CCA’s general counsel, Gus A. Puryear IV, was a commissioner on the National Prison Rape Elimination Commission, but missed half of the Commission’s eight public hearings.

The Private Corrections Institute (PCI) is a non-profit citizen watchdog organization that works to educate the public about the significant dangers and pitfalls associated with the privatization of correctional services. PCI maintains an online collection of news reports and other resources related to the private prison industry, and holds the position that for-profit prisons have no place in a free and democratic society. For more information: www.privateci.org.

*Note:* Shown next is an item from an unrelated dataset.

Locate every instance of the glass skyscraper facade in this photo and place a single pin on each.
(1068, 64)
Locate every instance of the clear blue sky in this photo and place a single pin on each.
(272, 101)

RESOLVED:  That the stockholders of Corrections Corp. of America (“Company”) request that the Board of Directors (“Board”) report to the Company’s stockholders on a bi-annual basis, beginning within ninety days after the 2012 annual meeting of stockholders, excluding proprietary and personal information, on the Board’s oversight of the Company’s efforts to reduce incidents of rape and sexual abuse of prisoners housed in facilities operated by the Company.  The reports should describe the Board’s oversight of the Company’s response to incidents of rape and sexual abuse at the Company’s facilities, including statistical data by facility regarding all such incidents during each reporting period.
Supporting Statement:
In 2003, Congress enacted the Prison Rape Elimination Act (PREA) to address the problem of rape and sexual abuse of inmates.
In adopting PREA, Congress found that prison rape is a significant public policy issue, stating, “Prison rape endangers the public safety by making brutalized inmates more likely to commit crimes when they are released....Victims of prison rape suffer severe physical and psychological effects that hinder their ability to integrate into the community...upon their release from prison.”
Although final PREA standards have not been issued by the Department of Justice, the Company has stated its “level of focus on inmate sexual abuse has been voluntary and ongoing” and its “practices, policies and procedures are in compliance and reflect best practices.”1
Nonetheless, incidents of sexual abuse at facilities operated by the Company continue to occur, demonstrating that the important public policy goal of eliminating sexual abuse of prisoners has not been achieved by the Company.
In a 2008 report, the Justice Department found that the Torrance County Detention Facility, operated by the Company, had the highest rate of sexual victimization among those surveyed.2  In October 2011 the ACLU of Texas filed a class-action lawsuit against the Company, alleging that immigrant detainees were sexually assaulted by a CCA employee at the Company’s T. Don. Hutto facility.3
Two states, Kentucky and Hawaii, removed their female prisoners from the Company’s Otter Creek facility following a sex scandal involving Company employees.4  Also, the Company has faced litigation as a result of rape and sexual abuse of prisoners, resulting in legal expenses and negative publicity.5
In light of the ongoing occurrence of rape and sexual abuse at the Company’s facilities, stockholders have valid concerns that the Board needs to provide greater oversight of the Company’s efforts to reduce rape and sexual abuse of prisoners.  A failure by the Company to adequately address this issue, and the negative publicity, loss of business and litigation that results, constitutes a risk to the Company and a threat to shareholder value.
Reports to stockholders on the Board’s oversight of efforts by the Company to eliminate incidents of rape and sexual abuse will provide transparency, reduce risk to the Company and stockholders, increase investor confidence and further the important public policy goal of reducing sexual abuse of prisoners.
Shareholders are urged to vote FOR this resolution.